"""
Testing for the forest module (sklearn.ensemble.forest).
"""

# Authors: Gilles Louppe, Brian Holt
# License: BSD 3

import numpy as np
from numpy.testing import assert_array_equal
from numpy.testing import assert_array_almost_equal
from numpy.testing import assert_equal
from numpy.testing import assert_almost_equal
from nose.tools import assert_true

from sklearn.utils.testing import assert_less, assert_greater

from sklearn.grid_search import GridSearchCV
from sklearn.ensemble import RandomForestClassifier
from sklearn.ensemble import RandomForestRegressor
from sklearn.ensemble import ExtraTreesClassifier
from sklearn.ensemble import ExtraTreesRegressor
from sklearn import datasets

# toy sample
X = [[-2, -1], [-1, -1], [-1, -2], [1, 1], [1, 2], [2, 1]]
y = [-1, -1, -1, 1, 1, 1]
T = [[-1, -1], [2, 2], [3, 2]]
true_result = [-1, 1, 1]

# also load the iris dataset
# and randomly permute it
iris = datasets.load_iris()
rng = np.random.RandomState(0)
perm = rng.permutation(iris.target.size)
iris.data = iris.data[perm]
iris.target = iris.target[perm]

# also load the boston dataset
# and randomly permute it
boston = datasets.load_boston()
perm = rng.permutation(boston.target.size)
boston.data = boston.data[perm]
boston.target = boston.target[perm]


def test_classification_toy():
    """Check classification on a toy dataset."""
    # Random forest
    clf = RandomForestClassifier(n_estimators=10, random_state=1)
    clf.fit(X, y)
    assert_array_equal(clf.predict(T), true_result)
    assert_equal(10, len(clf))

    clf = RandomForestClassifier(n_estimators=10, max_features=1,
                                 random_state=1)
    clf.fit(X, y)
    assert_array_equal(clf.predict(T), true_result)
    assert_equal(10, len(clf))

    # Extra-trees
    clf = ExtraTreesClassifier(n_estimators=10, random_state=1)
    clf.fit(X, y)
    assert_array_equal(clf.predict(T), true_result)
    assert_equal(10, len(clf))

    clf = ExtraTreesClassifier(n_estimators=10, max_features=1,
                               random_state=1)
    clf.fit(X, y)
    assert_array_equal(clf.predict(T), true_result)
    assert_equal(10, len(clf))


def test_iris():
    """Check consistency on dataset iris."""
    for c in ("gini", "entropy"):
        # Random forest
        clf = RandomForestClassifier(n_estimators=10, criterion=c,
                                     random_state=1)
        clf.fit(iris.data, iris.target)
        score = clf.score(iris.data, iris.target)
        assert score > 0.9, "Failed with criterion %s and score = %f" % (c,
                                                                         score)

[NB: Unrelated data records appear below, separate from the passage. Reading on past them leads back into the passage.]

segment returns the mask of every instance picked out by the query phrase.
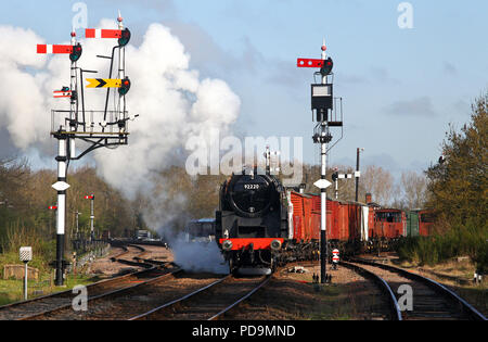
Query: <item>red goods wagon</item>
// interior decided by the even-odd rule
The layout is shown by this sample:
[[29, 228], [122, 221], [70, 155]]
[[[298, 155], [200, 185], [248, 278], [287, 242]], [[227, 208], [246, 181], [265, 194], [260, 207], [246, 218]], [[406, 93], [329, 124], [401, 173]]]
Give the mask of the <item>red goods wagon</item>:
[[292, 192], [293, 205], [293, 240], [299, 243], [304, 240], [304, 198], [299, 193]]
[[428, 237], [433, 233], [433, 226], [435, 223], [435, 214], [431, 211], [419, 212], [419, 235], [421, 237]]
[[311, 211], [311, 233], [312, 240], [320, 240], [320, 229], [321, 229], [321, 207], [320, 207], [320, 197], [312, 195], [312, 211]]
[[[312, 197], [312, 236], [313, 239], [320, 239], [321, 230], [321, 198], [320, 195]], [[328, 200], [326, 202], [326, 225], [328, 225], [328, 240], [339, 240], [339, 224], [338, 224], [338, 202]]]
[[[313, 231], [313, 199], [301, 193], [292, 192], [291, 201], [293, 204], [293, 240], [297, 243], [310, 242], [317, 235]], [[320, 231], [318, 233], [320, 237]]]
[[361, 206], [357, 203], [348, 204], [348, 236], [346, 239], [359, 240], [361, 238]]
[[311, 223], [312, 199], [304, 197], [304, 240], [310, 242], [312, 237]]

        clf = RandomForestClassifier(n_estimators=10, criterion=c,
                                     max_features=2, random_state=1)
        clf.fit(iris.data, iris.target)
        score = clf.score(iris.data, iris.target)
        assert score > 0.5, "Failed with criterion %s and score = %f" % (c,
                                                                         score)

        # Extra-trees
        clf = ExtraTreesClassifier(n_estimators=10, criterion=c,
                                   random_state=1)
        clf.fit(iris.data, iris.target)
        score = clf.score(iris.data, iris.target)
        assert score > 0.9, "Failed with criterion %s and score = %f" % (c,
                                                                         score)

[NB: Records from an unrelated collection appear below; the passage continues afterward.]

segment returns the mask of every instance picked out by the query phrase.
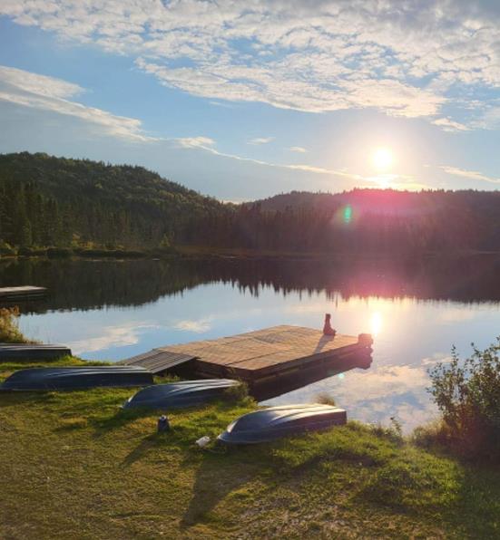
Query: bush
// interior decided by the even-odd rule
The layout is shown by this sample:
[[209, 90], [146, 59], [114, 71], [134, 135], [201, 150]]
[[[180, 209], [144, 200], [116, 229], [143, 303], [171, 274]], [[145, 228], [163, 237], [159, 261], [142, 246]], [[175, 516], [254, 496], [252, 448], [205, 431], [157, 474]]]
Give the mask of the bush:
[[332, 407], [335, 407], [336, 405], [335, 398], [328, 394], [328, 392], [319, 392], [316, 396], [316, 402], [321, 403], [322, 405], [331, 405]]
[[246, 401], [249, 398], [249, 387], [242, 381], [236, 386], [230, 386], [224, 391], [224, 400], [232, 403]]
[[436, 437], [466, 456], [500, 458], [499, 352], [500, 338], [484, 351], [474, 347], [464, 362], [454, 348], [449, 364], [429, 370], [429, 391], [444, 423]]
[[0, 342], [4, 343], [26, 343], [28, 340], [19, 330], [19, 308], [0, 308]]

        clf = ExtraTreesClassifier(n_estimators=10, criterion=c,
                                   max_features=2, random_state=1)
        clf.fit(iris.data, iris.target)
        score = clf.score(iris.data, iris.target)
        assert score > 0.9, "Failed with criterion %s and score = %f" % (c,
                                                                         score)


def test_boston():
    """Check consistency on dataset boston house prices."""
    for c in ("mse",):
        # Random forest
        clf = RandomForestRegressor(n_estimators=5, criterion=c,
                                    random_state=1)
        clf.fit(boston.data, boston.target)
        score = clf.score(boston.data, boston.target)
        assert score < 3, ("Failed with max_features=None, "
                           "criterion %s and score = %f" % (c, score))

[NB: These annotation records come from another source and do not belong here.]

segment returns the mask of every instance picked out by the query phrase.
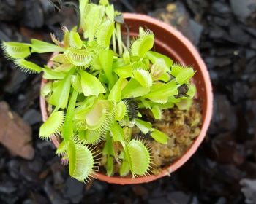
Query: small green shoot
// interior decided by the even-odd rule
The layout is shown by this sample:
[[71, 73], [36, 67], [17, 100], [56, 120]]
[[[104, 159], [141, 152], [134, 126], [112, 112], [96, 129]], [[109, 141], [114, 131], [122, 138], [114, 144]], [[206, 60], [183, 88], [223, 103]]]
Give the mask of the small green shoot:
[[[52, 111], [39, 135], [61, 137], [56, 154], [68, 160], [72, 177], [90, 179], [100, 156], [109, 176], [116, 165], [121, 176], [144, 176], [152, 164], [147, 141], [166, 144], [170, 136], [144, 121], [140, 109], [151, 111], [154, 119], [174, 106], [188, 110], [196, 94], [191, 82], [195, 71], [151, 50], [154, 34], [143, 27], [137, 38], [124, 43], [121, 14], [108, 0], [89, 1], [79, 1], [80, 26], [63, 26], [63, 39], [53, 34], [53, 43], [3, 42], [1, 47], [22, 71], [43, 73], [47, 82], [41, 95]], [[48, 52], [54, 53], [50, 67], [29, 60], [34, 53]], [[135, 126], [143, 139], [132, 135]], [[97, 155], [95, 149], [102, 151]]]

        clf = RandomForestRegressor(n_estimators=5, criterion=c,
                                    max_features=6, random_state=1)
        clf.fit(boston.data, boston.target)
        score = clf.score(boston.data, boston.target)
        assert score < 3, ("Failed with max_features=None, "
                           "criterion %s and score = %f" % (c, score))

        # Extra-trees
        clf = ExtraTreesRegressor(n_estimators=5, criterion=c, random_state=1)
        clf.fit(boston.data, boston.target)
        score = clf.score(boston.data, boston.target)
        assert score < 3, ("Failed with max_features=None, "
                           "criterion %s and score = %f" % (c, score))

        clf = ExtraTreesRegressor(n_estimators=5, criterion=c, max_features=6,
                                  random_state=1)
        clf.fit(boston.data, boston.target)
        score = clf.score(boston.data, boston.target)
        assert score < 3, ("Failed with max_features=None, "
                           "criterion %s and score = %f" % (c, score))


def test_probability():
    """Predict probabilities."""
    # Random forest
    clf = RandomForestClassifier(n_estimators=10, random_state=1,
            max_features=1, max_depth=1)
    clf.fit(iris.data, iris.target)
    assert_array_almost_equal(np.sum(clf.predict_proba(iris.data), axis=1),
                              np.ones(iris.data.shape[0]))
    assert_array_almost_equal(clf.predict_proba(iris.data),
                              np.exp(clf.predict_log_proba(iris.data)))

    # Extra-trees
    clf = ExtraTreesClassifier(n_estimators=10, random_state=1, max_features=1,
            max_depth=1)
    clf.fit(iris.data, iris.target)
    assert_array_almost_equal(np.sum(clf.predict_proba(iris.data), axis=1),
                              np.ones(iris.data.shape[0]))
    assert_array_almost_equal(clf.predict_proba(iris.data),
                              np.exp(clf.predict_log_proba(iris.data)))


def test_importances():
    """Check variable importances."""
    X, y = datasets.make_classification(n_samples=1000,
                                        n_features=10,
                                        n_informative=3,
                                        n_redundant=0,
                                        n_repeated=0,
                                        shuffle=False,
                                        random_state=0)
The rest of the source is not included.